Human Nutrition as a subject has continued to occupy an important position in the world due to the prevailing food and nutritional problems affecting populations in both the developed and the developing countries. The expertise and subject content in Foods, Nutrition and Dietetics prepares professionals capable of providing services in various settings to help solve health and nutritional problems associated with food and nutrition inadequacies at the individual, family, and at the community levels.
The courses offered address current issues in foods, nutrition and dietetics, and will be geared towards filling existing gaps in manpower needs in this area in both the public and private sector. Additional courses in agricultural sciences will be offered to provide a good understanding of issues related to food production and food supply at home and national level. Professional openings for graduates in Foods, Nutrition and Dietetics include the ministries of Health, Agriculture, Private and Government Hospitals, Hospices, Non-government organizations (NGO?s), and other community service oriented organizations. Graduates of the programme can be deployed in the community as field nutritionists by government ministries or NGO?s, to advice families on food production and consumption in order to improve household food security and nutrition status. In addition they can also serve in outreach programmes within hospitals where they could follow and advise discharged patients with diet related illnesses. The graduates of this programme are also well prepared for self-employment in the area of food service delivery, and as diet counsellors to individuals or groups with diet related ailments. This can therefore, strengthen and contribute to primary health care which emphasizes preventive rather than curative health care. The growth of the food industry in Kenya and other African countries means additional employment opportunities in that the industry will utilise graduates in human nutrition and dietetics in their outreach programmes and in their research departments. The programme is unique in that it produces a special cadre of professionals who will be well grounded in foods, nutrition and dietetics as well as in agricultural sciences. This background is essential to ensure adequate food security and proper utilization of food.

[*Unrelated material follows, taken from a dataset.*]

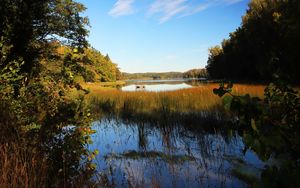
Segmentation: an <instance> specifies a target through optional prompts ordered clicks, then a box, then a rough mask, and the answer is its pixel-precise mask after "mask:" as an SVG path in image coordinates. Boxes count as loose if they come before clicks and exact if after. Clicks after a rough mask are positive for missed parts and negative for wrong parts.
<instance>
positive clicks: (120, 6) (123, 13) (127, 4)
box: [108, 0, 134, 17]
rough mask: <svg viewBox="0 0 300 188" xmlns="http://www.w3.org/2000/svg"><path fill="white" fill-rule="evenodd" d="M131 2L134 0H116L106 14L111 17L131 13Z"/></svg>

The general objectives of the Foods, Nutrition and Dietetics programme are to:
(a) offer opportunities for students to develop professional competencies in the areas of Foods, Nutrition and Dietetics, which will help them, improve the health and nutrition status of the people they will serve;
(b) prepare students with professional competencies necessary for employment in institutions, industries and organizations related to their field of training or for self-employment; and
(c) develop research skills in the area of Foods, Nutrition and Dietetics aimed at improving the quality of life of individuals and communities.

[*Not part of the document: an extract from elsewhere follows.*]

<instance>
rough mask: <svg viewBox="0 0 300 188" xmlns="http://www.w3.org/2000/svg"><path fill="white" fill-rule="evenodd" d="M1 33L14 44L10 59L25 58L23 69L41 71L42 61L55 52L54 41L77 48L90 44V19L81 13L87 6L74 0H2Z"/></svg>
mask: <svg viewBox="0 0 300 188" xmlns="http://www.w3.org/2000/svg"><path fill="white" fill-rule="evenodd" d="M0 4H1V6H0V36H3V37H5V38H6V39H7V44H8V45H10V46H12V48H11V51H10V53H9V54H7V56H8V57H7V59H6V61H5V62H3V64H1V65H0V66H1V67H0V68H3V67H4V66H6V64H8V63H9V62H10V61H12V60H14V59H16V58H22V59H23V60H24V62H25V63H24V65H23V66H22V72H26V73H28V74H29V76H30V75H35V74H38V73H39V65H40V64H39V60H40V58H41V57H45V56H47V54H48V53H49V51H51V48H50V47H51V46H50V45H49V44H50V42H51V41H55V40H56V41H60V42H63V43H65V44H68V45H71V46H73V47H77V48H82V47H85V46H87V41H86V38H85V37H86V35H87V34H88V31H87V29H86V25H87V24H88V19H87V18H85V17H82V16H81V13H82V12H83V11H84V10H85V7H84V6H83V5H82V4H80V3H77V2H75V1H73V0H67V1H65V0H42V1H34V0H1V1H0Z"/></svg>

By the end of the programme the graduate should be able to:
(a) provide advice on proper food choices to individuals or communities to promote healthy eating, prevent malnutrition or manage diet related conditions;
(b) provide expertise on food utilization and preservation to improve food and nutrition security and overall nutritional status of communities;
(c) undertake research in emerging issues in the areas of food, nutrition and dietetics; and
(d) establish enterpreneural activities in the areas of Foods, Nutrition and Dietetics.

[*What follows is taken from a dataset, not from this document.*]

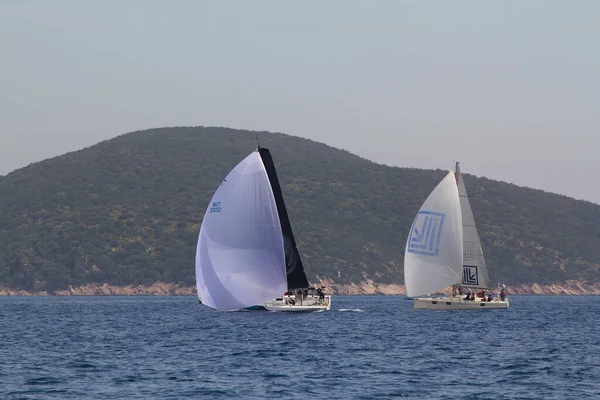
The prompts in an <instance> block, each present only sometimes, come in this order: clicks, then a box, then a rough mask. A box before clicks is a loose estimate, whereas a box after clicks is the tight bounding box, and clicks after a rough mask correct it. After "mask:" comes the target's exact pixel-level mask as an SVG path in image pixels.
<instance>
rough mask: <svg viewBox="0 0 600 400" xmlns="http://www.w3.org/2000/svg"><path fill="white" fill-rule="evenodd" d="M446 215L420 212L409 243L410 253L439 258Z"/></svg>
mask: <svg viewBox="0 0 600 400" xmlns="http://www.w3.org/2000/svg"><path fill="white" fill-rule="evenodd" d="M444 219H446V214H442V213H438V212H433V211H419V213H418V214H417V216H416V217H415V220H414V222H413V226H412V229H411V231H410V239H409V241H408V252H410V253H416V254H422V255H425V256H437V255H438V252H439V250H440V239H441V237H442V228H443V227H444Z"/></svg>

a) To be eligible for admission, candidates must satisfy the minimum entry requirements as set out by Egerton University statutes. In addition,
b) Candidates must have passed the Kenya Certificate of Secondary Education (KCSE) at the minimum B - grade in the courses below:
Alternative A Alternative B
Biology Biological Sciences
Chemistry Physical Sciences
Mathematics or Physics Mathematics ? C+
Geography or any of the group IV subjects
(c) Candidates with a diploma in related areas from a recognized institution may be admitted, provided that they passed at credit level or above.
(d) Admission is also open to other degree holders with minimum entry requirements.
Loading and Duration of Study
(a) The programme extends over a period of four academic years and two to three years for in-service students based on the Credit-Factor transfer. A maximum of eight years is allowed to complete the programme with a minimum 144 CF
(b) Each academic year consists of two semesters, with fifteen (15) weeks of teaching and two (2) weeks of examination.
(c) Institutional Attachment is undertaken at the end of the third academic year.
The Course Codes used are FOND which stand for FO = Foods, N = Nutrition and D = Dietetics. This is followed by three digits where:
Digit 1 indicates the year the Course is offered.
Digit 2 indicates the sub-discipline of the Course and it is as follows:
1 ? Foods courses
2 ? Nutrition courses
3 ? Dietetics courses
4 ? Common courses to the sub-disciplines
Digit 3 indicates the level of the course within the sub-discipline.
(a) Procedures for examinations and award of degrees shall follow university regulations.
(b) There will be continuous assessments comprising 30% and final end of semester university examinations comprising 70% of the final grade except in courses with at least 45 hours of laboratory, in which the continuous assessments shall comprise 40% and the final examinations account for 60%.
(c) The grading of exams shall follow university regulations.